There is ongoing debate about the efficacy of erlotinib (Tarceva) in patients with advanced non-small cell lung cancer (NSCLC) whose tumors have wild-type EGFR. In the TAILOR trial, reported in Lancet Oncology by Garassino and colleagues,1 erlotinib was compared with standard docetaxel as second-line treatment in patients with prior platinum-based therapy. The findings suggest that docetaxel is superior to erlotinib in this setting.
The TAILOR trial, conducted in 52 Italian hospitals, enrolled patients who had metastatic NSCLC, had received platinum-based chemotherapy, and had wild-type EGFR as assessed by direct sequencing. Of 702 patients screened, 540 were genotyped, and 222 were enrolled. These patients were randomized to receive erlotinib 150 mg/d (n = 112) or docetaxel 75 mg/m² every 21 days or 35 mg/m² on days 1, 8, and 15 every 28 days (n = 110). Randomization was stratified by center, stage, type of first-line chemotherapy, and performance status. Patients and investigators who gave treatments or assessed outcomes were not masked to treatment allocation. The primary end point was overall survival.
For the docetaxel vs erlotinib groups, median age was 67 vs 66 years, ECOG performance status was 0 or 1 in 93% vs 92%, histology was squamous in 21% vs 28% and adenocarcinoma in 75% vs 63%, 73% vs 83% were current or former smokers, 99% were white in both groups, 93% vs 92% had receive first-line chemotherapy and 6% vs 8% had received adjuvant chemotherapy, and best response to first-line chemotherapy was complete response in 0% vs 1% and partial response in 35% vs 44%.
After a median follow up of 33 months, docetaxel was associated with a borderline significant improvement in median overall survival (8.2 vs 5.4 months, adjusted hazard ratio [HR] 0.73, 95% confidence interval 0.53-1.00, P = .05). Median progression-free survival was significantly prolonged with docetaxel treatment (2.9 vs 2.4 months, adjusted HR 0.71, P = .02). Objective response occurred in 15.5% of the docetaxel group vs 3.0% of the erlotinib group (P = .003). Overall survival and progression-free survival outcomes across subgroups appeared to be better with docetaxel than with erlotinib, although many of the differences between groups were not significant. KRAS mutational status had no prognostic effect. In multivariable analysis, only treatment and performance status were associated with overall and progression-free survival.
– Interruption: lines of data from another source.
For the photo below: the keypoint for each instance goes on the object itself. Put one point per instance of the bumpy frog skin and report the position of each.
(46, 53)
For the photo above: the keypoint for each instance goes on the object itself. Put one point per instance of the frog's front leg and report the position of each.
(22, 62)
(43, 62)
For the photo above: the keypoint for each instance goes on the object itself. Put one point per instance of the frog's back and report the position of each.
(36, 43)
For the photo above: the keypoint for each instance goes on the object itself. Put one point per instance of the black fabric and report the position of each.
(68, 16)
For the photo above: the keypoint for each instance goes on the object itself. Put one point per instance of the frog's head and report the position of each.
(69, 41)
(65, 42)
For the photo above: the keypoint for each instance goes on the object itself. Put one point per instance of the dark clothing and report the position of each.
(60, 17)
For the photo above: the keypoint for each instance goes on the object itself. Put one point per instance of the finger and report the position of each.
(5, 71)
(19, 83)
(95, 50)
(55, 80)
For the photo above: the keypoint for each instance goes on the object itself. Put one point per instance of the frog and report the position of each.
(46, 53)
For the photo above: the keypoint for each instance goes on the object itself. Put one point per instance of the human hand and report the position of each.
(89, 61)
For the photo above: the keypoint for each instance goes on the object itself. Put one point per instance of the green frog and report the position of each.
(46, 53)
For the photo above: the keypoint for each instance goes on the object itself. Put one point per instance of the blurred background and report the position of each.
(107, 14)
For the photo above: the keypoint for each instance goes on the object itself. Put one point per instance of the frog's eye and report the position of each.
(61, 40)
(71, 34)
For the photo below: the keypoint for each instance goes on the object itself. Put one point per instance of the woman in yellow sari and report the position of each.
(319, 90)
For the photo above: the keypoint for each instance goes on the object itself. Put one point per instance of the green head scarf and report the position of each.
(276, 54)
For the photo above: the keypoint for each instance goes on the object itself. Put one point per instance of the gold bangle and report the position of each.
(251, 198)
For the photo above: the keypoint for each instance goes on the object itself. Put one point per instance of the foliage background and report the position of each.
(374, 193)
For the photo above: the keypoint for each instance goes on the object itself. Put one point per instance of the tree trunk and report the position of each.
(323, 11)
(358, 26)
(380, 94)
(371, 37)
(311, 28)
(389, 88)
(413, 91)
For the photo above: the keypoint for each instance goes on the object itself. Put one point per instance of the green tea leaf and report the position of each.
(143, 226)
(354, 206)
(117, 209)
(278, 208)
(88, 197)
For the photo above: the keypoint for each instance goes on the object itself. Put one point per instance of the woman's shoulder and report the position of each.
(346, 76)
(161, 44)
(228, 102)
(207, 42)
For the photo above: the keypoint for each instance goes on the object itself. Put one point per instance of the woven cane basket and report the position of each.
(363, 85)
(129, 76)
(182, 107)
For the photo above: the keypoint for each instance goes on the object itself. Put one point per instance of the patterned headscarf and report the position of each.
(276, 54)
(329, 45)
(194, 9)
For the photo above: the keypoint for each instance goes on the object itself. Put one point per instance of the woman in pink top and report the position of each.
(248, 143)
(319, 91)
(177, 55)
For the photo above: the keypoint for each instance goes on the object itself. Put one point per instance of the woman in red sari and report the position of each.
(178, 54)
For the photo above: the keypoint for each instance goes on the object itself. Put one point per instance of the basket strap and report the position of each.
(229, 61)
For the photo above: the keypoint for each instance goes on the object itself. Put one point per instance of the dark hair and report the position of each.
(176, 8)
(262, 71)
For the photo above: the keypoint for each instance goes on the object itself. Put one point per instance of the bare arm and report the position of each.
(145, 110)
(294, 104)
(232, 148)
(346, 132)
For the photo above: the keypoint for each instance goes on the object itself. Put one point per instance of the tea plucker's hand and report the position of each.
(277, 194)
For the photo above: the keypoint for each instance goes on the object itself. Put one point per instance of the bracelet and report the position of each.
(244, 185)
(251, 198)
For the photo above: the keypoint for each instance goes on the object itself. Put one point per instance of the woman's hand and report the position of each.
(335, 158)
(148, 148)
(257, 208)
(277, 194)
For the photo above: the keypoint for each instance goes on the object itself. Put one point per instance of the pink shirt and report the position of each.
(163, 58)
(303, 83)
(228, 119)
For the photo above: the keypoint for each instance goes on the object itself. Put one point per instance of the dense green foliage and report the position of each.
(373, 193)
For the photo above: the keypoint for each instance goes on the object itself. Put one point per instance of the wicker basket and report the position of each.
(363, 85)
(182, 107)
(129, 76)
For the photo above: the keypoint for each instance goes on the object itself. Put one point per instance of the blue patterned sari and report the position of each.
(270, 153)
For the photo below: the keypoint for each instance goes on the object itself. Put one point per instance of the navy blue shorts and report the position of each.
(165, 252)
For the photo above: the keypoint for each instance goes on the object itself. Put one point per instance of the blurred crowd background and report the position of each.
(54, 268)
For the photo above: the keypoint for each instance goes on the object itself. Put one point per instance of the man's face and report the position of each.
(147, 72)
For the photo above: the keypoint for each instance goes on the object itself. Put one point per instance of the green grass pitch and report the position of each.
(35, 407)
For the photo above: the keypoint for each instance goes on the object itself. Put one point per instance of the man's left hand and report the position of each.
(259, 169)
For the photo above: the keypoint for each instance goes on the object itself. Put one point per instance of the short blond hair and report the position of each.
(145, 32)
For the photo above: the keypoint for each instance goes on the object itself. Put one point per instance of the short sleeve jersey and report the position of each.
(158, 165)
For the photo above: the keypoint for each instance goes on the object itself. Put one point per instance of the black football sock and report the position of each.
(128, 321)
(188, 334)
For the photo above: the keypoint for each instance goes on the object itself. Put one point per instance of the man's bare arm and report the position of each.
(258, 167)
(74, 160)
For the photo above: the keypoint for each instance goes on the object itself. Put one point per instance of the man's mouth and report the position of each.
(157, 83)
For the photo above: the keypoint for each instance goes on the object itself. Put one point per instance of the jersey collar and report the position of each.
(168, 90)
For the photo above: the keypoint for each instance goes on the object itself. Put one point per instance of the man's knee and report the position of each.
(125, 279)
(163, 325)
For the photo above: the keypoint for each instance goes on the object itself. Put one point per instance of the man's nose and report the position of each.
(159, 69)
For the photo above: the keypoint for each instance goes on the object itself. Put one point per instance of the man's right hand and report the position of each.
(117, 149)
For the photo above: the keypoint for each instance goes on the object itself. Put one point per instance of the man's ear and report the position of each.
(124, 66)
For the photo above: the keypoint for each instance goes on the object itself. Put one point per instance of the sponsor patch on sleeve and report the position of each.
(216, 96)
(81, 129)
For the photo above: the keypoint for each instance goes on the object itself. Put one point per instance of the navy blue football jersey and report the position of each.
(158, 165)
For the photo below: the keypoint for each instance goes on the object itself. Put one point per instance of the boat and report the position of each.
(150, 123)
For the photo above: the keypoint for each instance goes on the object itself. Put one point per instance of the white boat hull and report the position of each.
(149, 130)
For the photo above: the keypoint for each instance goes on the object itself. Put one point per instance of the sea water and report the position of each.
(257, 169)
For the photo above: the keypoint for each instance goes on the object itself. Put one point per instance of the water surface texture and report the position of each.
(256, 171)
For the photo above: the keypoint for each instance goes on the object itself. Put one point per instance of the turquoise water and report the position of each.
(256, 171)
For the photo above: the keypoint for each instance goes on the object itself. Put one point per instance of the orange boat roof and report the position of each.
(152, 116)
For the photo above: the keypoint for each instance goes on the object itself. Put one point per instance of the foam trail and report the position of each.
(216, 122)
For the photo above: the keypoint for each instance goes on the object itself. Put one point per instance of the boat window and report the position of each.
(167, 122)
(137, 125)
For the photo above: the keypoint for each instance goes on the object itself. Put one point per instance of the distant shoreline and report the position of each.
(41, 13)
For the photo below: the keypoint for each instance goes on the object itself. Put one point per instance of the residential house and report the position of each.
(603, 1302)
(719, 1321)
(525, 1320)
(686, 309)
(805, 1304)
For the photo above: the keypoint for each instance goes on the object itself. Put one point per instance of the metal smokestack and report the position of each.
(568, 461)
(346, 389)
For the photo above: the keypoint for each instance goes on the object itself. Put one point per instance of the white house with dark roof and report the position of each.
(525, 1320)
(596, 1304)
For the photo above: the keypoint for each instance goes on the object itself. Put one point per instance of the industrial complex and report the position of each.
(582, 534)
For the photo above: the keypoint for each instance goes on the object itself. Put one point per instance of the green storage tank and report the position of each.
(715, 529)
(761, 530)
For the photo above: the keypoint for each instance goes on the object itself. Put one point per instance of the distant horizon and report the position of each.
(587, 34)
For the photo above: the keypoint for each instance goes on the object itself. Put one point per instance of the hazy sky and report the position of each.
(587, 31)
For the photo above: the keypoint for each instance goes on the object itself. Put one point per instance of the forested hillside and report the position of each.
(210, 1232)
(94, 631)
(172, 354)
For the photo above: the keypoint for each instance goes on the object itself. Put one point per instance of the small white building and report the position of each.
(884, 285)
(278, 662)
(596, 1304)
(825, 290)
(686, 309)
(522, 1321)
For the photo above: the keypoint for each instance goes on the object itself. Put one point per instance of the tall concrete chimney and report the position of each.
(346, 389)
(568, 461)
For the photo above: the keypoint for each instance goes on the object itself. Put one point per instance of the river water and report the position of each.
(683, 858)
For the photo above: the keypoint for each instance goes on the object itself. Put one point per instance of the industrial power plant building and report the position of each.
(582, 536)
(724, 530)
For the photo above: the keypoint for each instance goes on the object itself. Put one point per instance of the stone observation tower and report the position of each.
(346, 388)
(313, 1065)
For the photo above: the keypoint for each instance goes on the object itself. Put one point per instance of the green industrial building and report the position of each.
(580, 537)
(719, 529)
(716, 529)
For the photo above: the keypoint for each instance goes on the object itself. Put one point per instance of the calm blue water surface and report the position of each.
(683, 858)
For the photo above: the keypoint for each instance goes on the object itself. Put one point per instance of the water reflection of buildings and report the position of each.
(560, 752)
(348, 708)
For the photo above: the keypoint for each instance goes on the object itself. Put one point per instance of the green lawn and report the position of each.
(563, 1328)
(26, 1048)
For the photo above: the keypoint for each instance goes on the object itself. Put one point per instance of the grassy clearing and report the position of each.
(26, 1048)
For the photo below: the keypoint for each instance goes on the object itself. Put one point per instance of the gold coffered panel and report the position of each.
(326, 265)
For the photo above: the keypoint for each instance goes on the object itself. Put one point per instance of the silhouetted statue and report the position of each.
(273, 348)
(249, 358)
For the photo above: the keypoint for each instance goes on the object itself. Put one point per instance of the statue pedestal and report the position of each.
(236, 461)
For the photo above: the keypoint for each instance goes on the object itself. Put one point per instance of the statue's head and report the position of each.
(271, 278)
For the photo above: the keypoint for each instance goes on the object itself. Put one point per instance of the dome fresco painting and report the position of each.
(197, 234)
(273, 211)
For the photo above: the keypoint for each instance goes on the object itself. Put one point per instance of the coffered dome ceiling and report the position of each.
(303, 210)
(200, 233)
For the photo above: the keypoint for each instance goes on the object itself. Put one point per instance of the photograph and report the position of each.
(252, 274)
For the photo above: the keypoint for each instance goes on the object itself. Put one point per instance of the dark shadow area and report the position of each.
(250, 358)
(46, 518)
Post-progression treatment in 51 patients in the docetaxel group consisted of pemetrexed in 18%, gemcitabine in 22%, vinorelbine in 35%, and, in violation of study protocol, erlotinib in 8%. Post-progression treatment in 53 patients in the erlotinib group consisted of pemetrexed in 42%, gemcitabine in 17%, vinorelbine in 26%, and in violation of study protocol, docetaxel in 15%.
Treatment-related adverse events led to dose modification in 22% of patients in the docetaxel group and 21% of erlotinib patients. Neutropenia, neurological toxic effects, alopecia, asthenia, and nausea were more common in the docetaxel group and most patients in the erlotinib group had skin toxic effects. The most common grade 3 or 4 toxic effects were low absolute neutrophil count (20% in the docetaxel group vs 0% in the erlotinib group), skin toxic effects (0% vs 14%), and asthenia (10% vs 6%). The authors noted that skin toxic effects were not a significant predictor of erlotinib response in the trial. One patient in each group died from treatment-related sequelae (grade 4 diarrhea in an erlotinib patient and febrile neutropenia in a docetaxel patient).
As stated by the investigators: “In conclusion, our results unequivocally show that—although neither docetaxel nor erlotinib are magic bullets for second-line treatment of NSCLC—a cytotoxic approach to treatment of patients with NSCLC is still the best option in the absence of a clear therapeutic target.” ■
1. Garassino MC, Martelli O, Broggini M, et al. Erlotinib versus docetaxel as second-line treatment of patients with advanced non-small-cell lung cancer and wild-type EGFR tumours (TAILOR): a randomised controlled trial. Lancet Oncol. July 22, 2013 (early release online).